The BC told me to go see the battalion’s command sergeant major (CSM) and he would make an appointment with the IG for me. A command sergeant major is the highest enlisted rank in the army and they are generally to be more feared than an officer. I went to CSM Ralph Ojeda’s office and informed him of my request and the reason. He picked up his field telephone and made an appointment for me to see the I.G. the next afternoon. I thanked him and went back to my desk.
A couple of hours later, I received a phone call from the sergeant major, asking me to come back to his office. When I returned to his office, he instructed me to “Report to the Battalion Commander (LTC Burke).” I had one of those “Oh, Shit” moments and thought, “Not again.” I immediately knew that I had stirred up a hornet’s nest by requesting to see the IG. I walked over to the battalion commander’s office door (closed as always) and repeated the earlier drill I had with CPT Austin. I was told to enter and I marched up to LTC Burke’s desk, saluted and said, “Sir! Specialist 5th Class Martin reporting as ordered, sir!”
“At ease,” he said and then he told me that he would like to read an order to me that he had just written and was about to issue to the entire battalion. The order was to the effect that ALL state flags in the battalion must be removed from display. After he finished reading the order, he looked up at me with a smug grin and said, “Now, are you being discriminated against, Specialist Martin? Do you still need to see the IG?”

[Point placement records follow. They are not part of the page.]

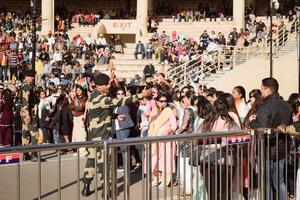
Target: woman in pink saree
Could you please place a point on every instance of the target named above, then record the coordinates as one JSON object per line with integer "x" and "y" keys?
{"x": 162, "y": 122}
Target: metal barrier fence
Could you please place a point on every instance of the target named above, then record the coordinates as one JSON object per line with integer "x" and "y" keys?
{"x": 255, "y": 164}
{"x": 59, "y": 148}
{"x": 247, "y": 164}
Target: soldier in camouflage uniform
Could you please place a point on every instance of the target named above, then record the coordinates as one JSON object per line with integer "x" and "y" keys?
{"x": 99, "y": 117}
{"x": 29, "y": 114}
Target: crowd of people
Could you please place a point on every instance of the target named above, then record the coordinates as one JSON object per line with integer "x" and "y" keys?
{"x": 66, "y": 100}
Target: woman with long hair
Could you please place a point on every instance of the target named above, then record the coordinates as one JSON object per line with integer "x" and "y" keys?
{"x": 239, "y": 95}
{"x": 6, "y": 118}
{"x": 254, "y": 95}
{"x": 77, "y": 101}
{"x": 44, "y": 113}
{"x": 162, "y": 122}
{"x": 232, "y": 109}
{"x": 123, "y": 122}
{"x": 255, "y": 99}
{"x": 218, "y": 121}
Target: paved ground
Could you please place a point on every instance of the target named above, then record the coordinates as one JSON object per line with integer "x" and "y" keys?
{"x": 29, "y": 181}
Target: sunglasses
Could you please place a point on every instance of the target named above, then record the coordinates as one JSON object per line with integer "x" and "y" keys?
{"x": 163, "y": 101}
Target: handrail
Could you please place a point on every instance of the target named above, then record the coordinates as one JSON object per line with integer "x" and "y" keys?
{"x": 239, "y": 55}
{"x": 128, "y": 141}
{"x": 49, "y": 147}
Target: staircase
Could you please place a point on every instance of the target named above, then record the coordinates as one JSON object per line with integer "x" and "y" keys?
{"x": 195, "y": 29}
{"x": 82, "y": 30}
{"x": 209, "y": 73}
{"x": 127, "y": 66}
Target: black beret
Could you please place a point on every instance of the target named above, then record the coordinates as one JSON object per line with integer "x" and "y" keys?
{"x": 101, "y": 79}
{"x": 30, "y": 73}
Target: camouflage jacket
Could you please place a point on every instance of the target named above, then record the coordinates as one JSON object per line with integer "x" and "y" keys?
{"x": 29, "y": 106}
{"x": 99, "y": 113}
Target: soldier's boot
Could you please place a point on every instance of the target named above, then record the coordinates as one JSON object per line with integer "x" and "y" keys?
{"x": 34, "y": 157}
{"x": 26, "y": 156}
{"x": 86, "y": 190}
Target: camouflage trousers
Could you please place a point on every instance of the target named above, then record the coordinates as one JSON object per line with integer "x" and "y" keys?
{"x": 90, "y": 171}
{"x": 29, "y": 136}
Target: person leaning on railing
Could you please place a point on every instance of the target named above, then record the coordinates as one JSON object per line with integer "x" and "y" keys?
{"x": 271, "y": 113}
{"x": 99, "y": 121}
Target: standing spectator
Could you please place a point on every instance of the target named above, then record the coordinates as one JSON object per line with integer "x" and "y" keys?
{"x": 101, "y": 42}
{"x": 44, "y": 112}
{"x": 149, "y": 50}
{"x": 13, "y": 65}
{"x": 218, "y": 121}
{"x": 139, "y": 49}
{"x": 186, "y": 127}
{"x": 233, "y": 36}
{"x": 3, "y": 66}
{"x": 149, "y": 71}
{"x": 62, "y": 120}
{"x": 77, "y": 101}
{"x": 162, "y": 122}
{"x": 6, "y": 118}
{"x": 239, "y": 95}
{"x": 270, "y": 114}
{"x": 57, "y": 56}
{"x": 123, "y": 122}
{"x": 39, "y": 68}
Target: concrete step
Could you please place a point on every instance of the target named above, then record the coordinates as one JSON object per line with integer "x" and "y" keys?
{"x": 134, "y": 61}
{"x": 129, "y": 68}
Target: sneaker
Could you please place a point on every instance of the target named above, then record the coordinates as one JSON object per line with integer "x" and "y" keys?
{"x": 120, "y": 169}
{"x": 155, "y": 183}
{"x": 138, "y": 165}
{"x": 162, "y": 186}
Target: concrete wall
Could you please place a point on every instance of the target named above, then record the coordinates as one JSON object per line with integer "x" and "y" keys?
{"x": 252, "y": 72}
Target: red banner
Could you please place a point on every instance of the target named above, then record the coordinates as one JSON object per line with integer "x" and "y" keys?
{"x": 9, "y": 158}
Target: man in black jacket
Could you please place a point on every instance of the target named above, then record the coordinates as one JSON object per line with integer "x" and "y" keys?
{"x": 149, "y": 71}
{"x": 272, "y": 113}
{"x": 139, "y": 49}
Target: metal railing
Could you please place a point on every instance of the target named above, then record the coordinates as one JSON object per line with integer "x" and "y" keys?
{"x": 233, "y": 55}
{"x": 221, "y": 165}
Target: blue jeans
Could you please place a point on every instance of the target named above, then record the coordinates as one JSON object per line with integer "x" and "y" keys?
{"x": 272, "y": 167}
{"x": 123, "y": 134}
{"x": 3, "y": 73}
{"x": 56, "y": 136}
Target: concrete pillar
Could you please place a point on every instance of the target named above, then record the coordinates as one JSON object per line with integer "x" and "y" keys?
{"x": 141, "y": 18}
{"x": 239, "y": 13}
{"x": 47, "y": 16}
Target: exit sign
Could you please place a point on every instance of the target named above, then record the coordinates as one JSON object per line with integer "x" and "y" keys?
{"x": 9, "y": 158}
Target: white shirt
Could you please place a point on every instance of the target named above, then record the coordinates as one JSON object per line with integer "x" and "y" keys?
{"x": 54, "y": 80}
{"x": 141, "y": 113}
{"x": 101, "y": 41}
{"x": 44, "y": 104}
{"x": 51, "y": 41}
{"x": 243, "y": 110}
{"x": 212, "y": 47}
{"x": 89, "y": 40}
{"x": 57, "y": 56}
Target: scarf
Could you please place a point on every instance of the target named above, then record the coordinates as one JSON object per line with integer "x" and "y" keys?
{"x": 157, "y": 120}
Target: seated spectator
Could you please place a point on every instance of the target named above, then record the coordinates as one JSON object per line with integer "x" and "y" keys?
{"x": 53, "y": 80}
{"x": 212, "y": 48}
{"x": 149, "y": 71}
{"x": 63, "y": 81}
{"x": 57, "y": 56}
{"x": 149, "y": 50}
{"x": 101, "y": 42}
{"x": 118, "y": 45}
{"x": 139, "y": 49}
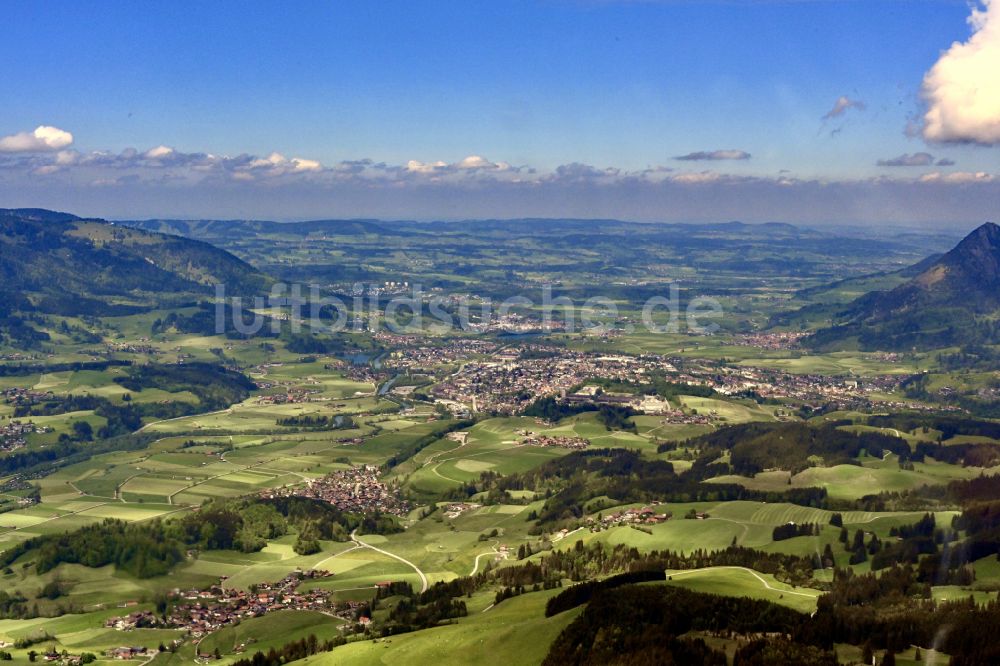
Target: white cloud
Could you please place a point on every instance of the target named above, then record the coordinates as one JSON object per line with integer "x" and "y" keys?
{"x": 842, "y": 106}
{"x": 715, "y": 155}
{"x": 962, "y": 89}
{"x": 159, "y": 152}
{"x": 43, "y": 139}
{"x": 958, "y": 178}
{"x": 916, "y": 159}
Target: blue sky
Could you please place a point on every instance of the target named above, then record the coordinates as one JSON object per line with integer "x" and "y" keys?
{"x": 532, "y": 86}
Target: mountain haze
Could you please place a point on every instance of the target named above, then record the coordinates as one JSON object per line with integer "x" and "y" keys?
{"x": 951, "y": 301}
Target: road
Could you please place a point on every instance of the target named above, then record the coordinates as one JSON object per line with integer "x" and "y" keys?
{"x": 675, "y": 574}
{"x": 423, "y": 578}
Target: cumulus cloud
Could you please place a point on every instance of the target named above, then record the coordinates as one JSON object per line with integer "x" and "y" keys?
{"x": 916, "y": 159}
{"x": 842, "y": 106}
{"x": 958, "y": 178}
{"x": 962, "y": 89}
{"x": 44, "y": 138}
{"x": 714, "y": 155}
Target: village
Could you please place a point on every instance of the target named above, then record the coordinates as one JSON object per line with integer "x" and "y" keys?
{"x": 531, "y": 439}
{"x": 200, "y": 612}
{"x": 354, "y": 490}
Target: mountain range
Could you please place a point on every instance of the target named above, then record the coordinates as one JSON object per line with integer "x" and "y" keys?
{"x": 63, "y": 264}
{"x": 951, "y": 300}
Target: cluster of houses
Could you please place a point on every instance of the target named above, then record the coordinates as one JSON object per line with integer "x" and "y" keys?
{"x": 514, "y": 377}
{"x": 355, "y": 490}
{"x": 642, "y": 516}
{"x": 200, "y": 612}
{"x": 771, "y": 341}
{"x": 293, "y": 396}
{"x": 531, "y": 439}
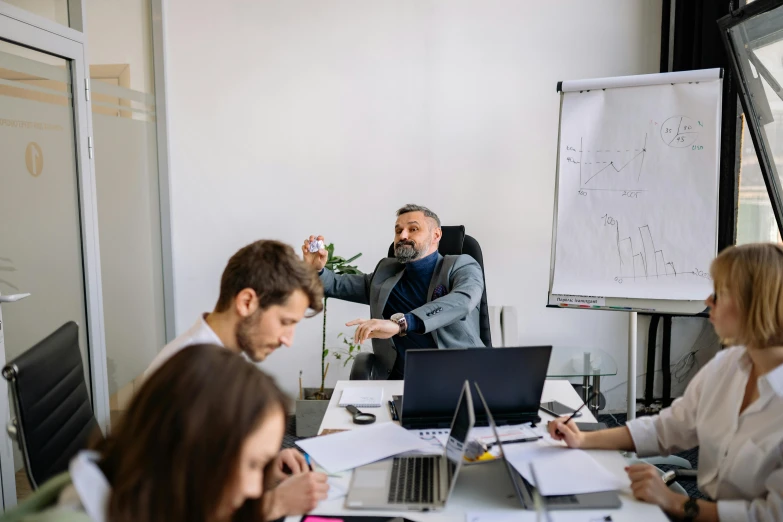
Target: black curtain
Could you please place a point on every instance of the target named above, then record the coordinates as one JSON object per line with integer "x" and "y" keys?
{"x": 697, "y": 44}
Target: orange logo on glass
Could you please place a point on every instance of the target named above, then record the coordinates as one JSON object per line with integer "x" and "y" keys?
{"x": 33, "y": 158}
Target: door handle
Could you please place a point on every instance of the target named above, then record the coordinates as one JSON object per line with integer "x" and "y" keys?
{"x": 12, "y": 298}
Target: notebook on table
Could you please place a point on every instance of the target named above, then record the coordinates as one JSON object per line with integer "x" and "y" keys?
{"x": 362, "y": 397}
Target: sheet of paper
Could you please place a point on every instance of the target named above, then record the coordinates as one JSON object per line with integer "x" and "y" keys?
{"x": 638, "y": 191}
{"x": 362, "y": 397}
{"x": 560, "y": 470}
{"x": 571, "y": 472}
{"x": 524, "y": 516}
{"x": 351, "y": 449}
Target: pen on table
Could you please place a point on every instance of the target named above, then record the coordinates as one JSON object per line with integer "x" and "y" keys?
{"x": 513, "y": 441}
{"x": 393, "y": 411}
{"x": 310, "y": 465}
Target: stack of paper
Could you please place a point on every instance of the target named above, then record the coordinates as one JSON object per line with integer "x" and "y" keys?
{"x": 351, "y": 449}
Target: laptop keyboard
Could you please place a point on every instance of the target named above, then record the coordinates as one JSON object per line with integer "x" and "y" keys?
{"x": 414, "y": 480}
{"x": 561, "y": 500}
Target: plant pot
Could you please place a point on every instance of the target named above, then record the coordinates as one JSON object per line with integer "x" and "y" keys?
{"x": 310, "y": 412}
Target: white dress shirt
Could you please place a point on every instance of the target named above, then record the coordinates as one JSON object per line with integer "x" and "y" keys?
{"x": 89, "y": 490}
{"x": 740, "y": 455}
{"x": 199, "y": 333}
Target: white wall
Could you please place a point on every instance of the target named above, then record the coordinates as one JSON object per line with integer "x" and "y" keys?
{"x": 293, "y": 118}
{"x": 121, "y": 33}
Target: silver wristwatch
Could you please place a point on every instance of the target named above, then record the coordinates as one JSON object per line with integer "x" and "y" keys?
{"x": 403, "y": 324}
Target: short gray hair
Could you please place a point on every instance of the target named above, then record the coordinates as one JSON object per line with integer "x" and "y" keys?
{"x": 410, "y": 207}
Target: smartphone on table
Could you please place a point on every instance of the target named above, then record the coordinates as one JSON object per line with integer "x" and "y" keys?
{"x": 558, "y": 409}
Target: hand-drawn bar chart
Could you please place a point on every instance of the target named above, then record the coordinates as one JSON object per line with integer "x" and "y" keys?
{"x": 638, "y": 257}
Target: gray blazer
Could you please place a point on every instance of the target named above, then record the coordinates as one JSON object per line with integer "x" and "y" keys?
{"x": 453, "y": 320}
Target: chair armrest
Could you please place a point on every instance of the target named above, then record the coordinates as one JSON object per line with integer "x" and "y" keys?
{"x": 362, "y": 369}
{"x": 680, "y": 475}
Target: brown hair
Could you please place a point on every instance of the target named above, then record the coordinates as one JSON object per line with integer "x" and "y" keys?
{"x": 753, "y": 275}
{"x": 177, "y": 448}
{"x": 274, "y": 272}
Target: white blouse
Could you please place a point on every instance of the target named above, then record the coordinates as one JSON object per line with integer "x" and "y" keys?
{"x": 740, "y": 455}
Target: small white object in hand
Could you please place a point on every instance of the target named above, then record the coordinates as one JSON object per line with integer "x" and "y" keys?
{"x": 316, "y": 245}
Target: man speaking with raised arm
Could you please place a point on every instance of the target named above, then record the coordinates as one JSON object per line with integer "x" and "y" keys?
{"x": 418, "y": 298}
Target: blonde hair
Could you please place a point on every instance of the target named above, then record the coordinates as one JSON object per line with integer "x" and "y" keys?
{"x": 753, "y": 275}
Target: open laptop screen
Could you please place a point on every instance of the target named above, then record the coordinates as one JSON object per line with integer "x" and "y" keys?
{"x": 511, "y": 379}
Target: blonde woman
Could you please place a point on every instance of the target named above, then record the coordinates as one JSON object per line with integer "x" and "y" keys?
{"x": 732, "y": 409}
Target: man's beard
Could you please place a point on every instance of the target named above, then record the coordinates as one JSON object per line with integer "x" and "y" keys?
{"x": 406, "y": 251}
{"x": 246, "y": 332}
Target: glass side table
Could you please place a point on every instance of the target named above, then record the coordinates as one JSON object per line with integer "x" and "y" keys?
{"x": 588, "y": 363}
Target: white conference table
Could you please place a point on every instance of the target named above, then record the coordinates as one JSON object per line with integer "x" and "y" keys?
{"x": 483, "y": 488}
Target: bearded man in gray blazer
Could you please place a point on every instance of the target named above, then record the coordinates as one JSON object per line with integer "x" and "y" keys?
{"x": 417, "y": 299}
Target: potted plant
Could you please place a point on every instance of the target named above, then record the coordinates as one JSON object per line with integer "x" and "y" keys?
{"x": 312, "y": 403}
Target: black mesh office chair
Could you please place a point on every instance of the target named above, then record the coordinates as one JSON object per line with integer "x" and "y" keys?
{"x": 54, "y": 418}
{"x": 453, "y": 242}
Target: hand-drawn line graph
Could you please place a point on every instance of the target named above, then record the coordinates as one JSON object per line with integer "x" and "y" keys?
{"x": 614, "y": 169}
{"x": 646, "y": 262}
{"x": 679, "y": 132}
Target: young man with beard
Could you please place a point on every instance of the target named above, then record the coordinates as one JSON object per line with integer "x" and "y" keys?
{"x": 418, "y": 298}
{"x": 265, "y": 291}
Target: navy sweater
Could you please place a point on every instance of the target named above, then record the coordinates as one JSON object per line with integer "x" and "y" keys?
{"x": 409, "y": 293}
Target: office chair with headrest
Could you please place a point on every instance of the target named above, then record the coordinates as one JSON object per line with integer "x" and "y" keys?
{"x": 453, "y": 242}
{"x": 54, "y": 418}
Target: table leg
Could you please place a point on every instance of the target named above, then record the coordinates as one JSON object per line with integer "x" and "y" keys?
{"x": 586, "y": 389}
{"x": 597, "y": 397}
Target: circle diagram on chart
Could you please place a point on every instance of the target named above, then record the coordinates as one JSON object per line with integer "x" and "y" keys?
{"x": 679, "y": 132}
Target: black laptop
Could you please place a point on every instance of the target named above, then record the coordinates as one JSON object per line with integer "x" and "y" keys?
{"x": 512, "y": 380}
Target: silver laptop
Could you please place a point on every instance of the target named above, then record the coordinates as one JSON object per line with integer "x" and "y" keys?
{"x": 526, "y": 493}
{"x": 418, "y": 482}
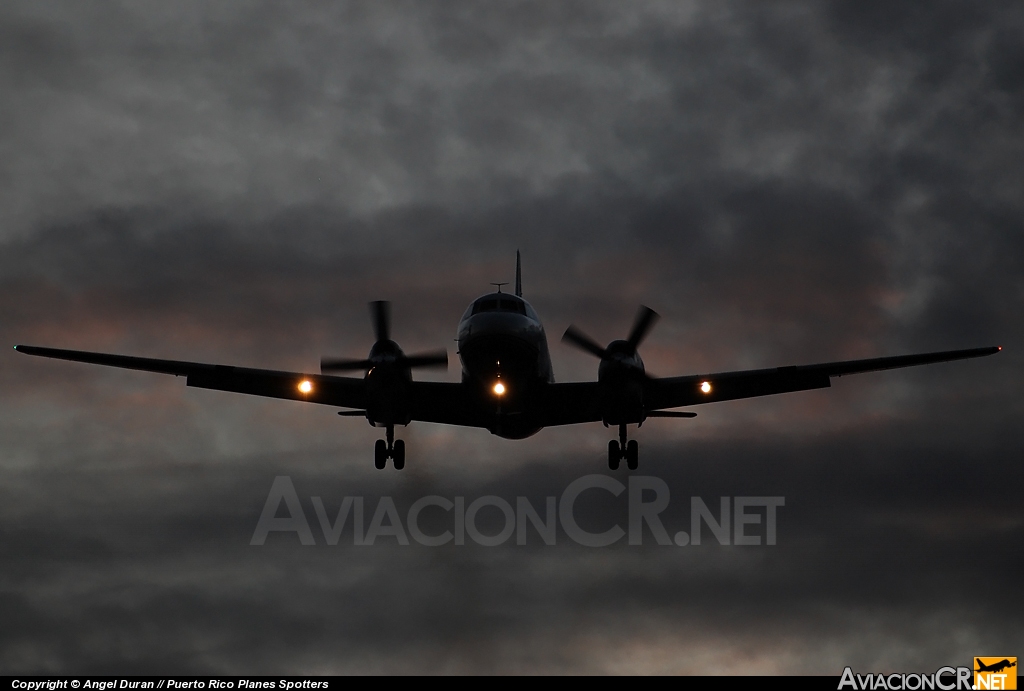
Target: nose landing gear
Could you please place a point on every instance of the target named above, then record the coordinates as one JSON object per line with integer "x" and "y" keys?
{"x": 623, "y": 449}
{"x": 392, "y": 448}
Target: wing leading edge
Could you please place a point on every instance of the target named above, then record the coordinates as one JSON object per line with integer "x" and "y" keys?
{"x": 689, "y": 390}
{"x": 341, "y": 391}
{"x": 451, "y": 403}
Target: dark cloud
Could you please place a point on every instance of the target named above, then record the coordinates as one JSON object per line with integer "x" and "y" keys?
{"x": 783, "y": 183}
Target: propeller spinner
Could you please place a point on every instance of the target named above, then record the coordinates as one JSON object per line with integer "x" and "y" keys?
{"x": 385, "y": 352}
{"x": 645, "y": 318}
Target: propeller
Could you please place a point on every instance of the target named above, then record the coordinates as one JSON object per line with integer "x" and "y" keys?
{"x": 385, "y": 351}
{"x": 642, "y": 324}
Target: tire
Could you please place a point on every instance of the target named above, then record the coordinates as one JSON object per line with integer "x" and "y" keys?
{"x": 613, "y": 455}
{"x": 633, "y": 455}
{"x": 399, "y": 455}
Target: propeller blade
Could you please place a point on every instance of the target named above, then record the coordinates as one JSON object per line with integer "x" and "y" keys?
{"x": 437, "y": 358}
{"x": 343, "y": 364}
{"x": 576, "y": 337}
{"x": 641, "y": 326}
{"x": 380, "y": 311}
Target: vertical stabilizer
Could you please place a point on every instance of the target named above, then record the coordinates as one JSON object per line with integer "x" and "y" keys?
{"x": 518, "y": 276}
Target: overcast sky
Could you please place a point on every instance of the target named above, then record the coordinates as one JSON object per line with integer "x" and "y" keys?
{"x": 783, "y": 182}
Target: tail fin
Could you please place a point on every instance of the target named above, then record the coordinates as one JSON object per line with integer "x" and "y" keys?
{"x": 518, "y": 276}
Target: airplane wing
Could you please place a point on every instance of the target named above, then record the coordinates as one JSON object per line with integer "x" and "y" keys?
{"x": 695, "y": 389}
{"x": 341, "y": 391}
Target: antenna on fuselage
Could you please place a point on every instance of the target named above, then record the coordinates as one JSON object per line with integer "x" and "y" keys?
{"x": 518, "y": 276}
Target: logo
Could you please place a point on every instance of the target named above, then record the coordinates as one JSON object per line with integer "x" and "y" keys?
{"x": 994, "y": 673}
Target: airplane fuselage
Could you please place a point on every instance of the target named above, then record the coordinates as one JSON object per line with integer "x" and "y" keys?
{"x": 505, "y": 360}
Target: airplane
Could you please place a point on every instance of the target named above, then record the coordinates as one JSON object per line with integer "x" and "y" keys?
{"x": 508, "y": 386}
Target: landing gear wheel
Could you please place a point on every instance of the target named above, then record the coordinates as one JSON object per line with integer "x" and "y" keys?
{"x": 398, "y": 455}
{"x": 614, "y": 455}
{"x": 632, "y": 455}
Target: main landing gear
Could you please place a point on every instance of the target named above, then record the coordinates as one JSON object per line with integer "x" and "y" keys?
{"x": 392, "y": 448}
{"x": 619, "y": 450}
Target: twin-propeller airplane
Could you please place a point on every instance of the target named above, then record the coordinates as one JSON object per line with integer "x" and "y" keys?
{"x": 508, "y": 386}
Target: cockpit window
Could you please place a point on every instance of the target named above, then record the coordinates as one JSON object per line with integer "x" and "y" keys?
{"x": 500, "y": 304}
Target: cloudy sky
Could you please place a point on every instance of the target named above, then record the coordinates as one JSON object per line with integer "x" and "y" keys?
{"x": 784, "y": 183}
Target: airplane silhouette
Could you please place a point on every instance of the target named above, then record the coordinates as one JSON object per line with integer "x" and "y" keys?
{"x": 508, "y": 386}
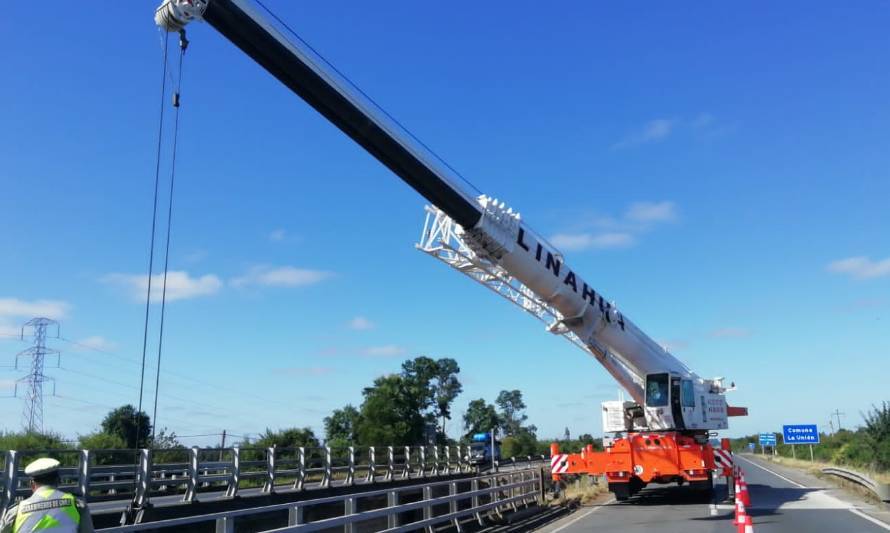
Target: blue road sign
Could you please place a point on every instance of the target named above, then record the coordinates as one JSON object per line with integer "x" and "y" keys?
{"x": 800, "y": 434}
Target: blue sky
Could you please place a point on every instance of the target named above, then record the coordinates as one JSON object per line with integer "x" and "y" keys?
{"x": 723, "y": 174}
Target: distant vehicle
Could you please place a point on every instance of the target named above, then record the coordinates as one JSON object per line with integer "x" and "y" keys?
{"x": 480, "y": 450}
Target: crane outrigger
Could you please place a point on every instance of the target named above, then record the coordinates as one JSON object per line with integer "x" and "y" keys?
{"x": 662, "y": 435}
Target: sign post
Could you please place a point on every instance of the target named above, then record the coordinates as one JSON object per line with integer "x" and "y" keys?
{"x": 801, "y": 434}
{"x": 767, "y": 439}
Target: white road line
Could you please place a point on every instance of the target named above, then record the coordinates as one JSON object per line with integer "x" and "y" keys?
{"x": 849, "y": 507}
{"x": 585, "y": 515}
{"x": 773, "y": 473}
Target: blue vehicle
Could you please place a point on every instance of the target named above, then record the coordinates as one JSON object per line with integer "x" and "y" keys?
{"x": 480, "y": 450}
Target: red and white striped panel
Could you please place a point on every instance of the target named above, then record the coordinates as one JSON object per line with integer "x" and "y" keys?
{"x": 559, "y": 464}
{"x": 725, "y": 456}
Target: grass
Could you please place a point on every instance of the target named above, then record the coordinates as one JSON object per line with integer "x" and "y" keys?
{"x": 815, "y": 467}
{"x": 585, "y": 489}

“No, sir,” was all I said and was quickly dismissed. CSM Ojeda was grinning like a Cheshire cat when I passed by him as I walked out of battalion HQ. I was steaming like a pressure cooker about to blow but vowed to have the last laugh.
I spent the next couple of days visiting every hooch in the battalion and talking to as many men as I could. I went through H&HQ Battery, Service Battery, A Battery, B Battery, and C Battery, making sure everyone knew why their state flags were being ordered down. I urged everyone to write their congressmen, senators, and governors and tell them what had happened. After making the rounds, I returned to my hooch and wrote letters to Senators Richard B. Russell and Herman Talmadge of Georgia. Then I smiled and waited.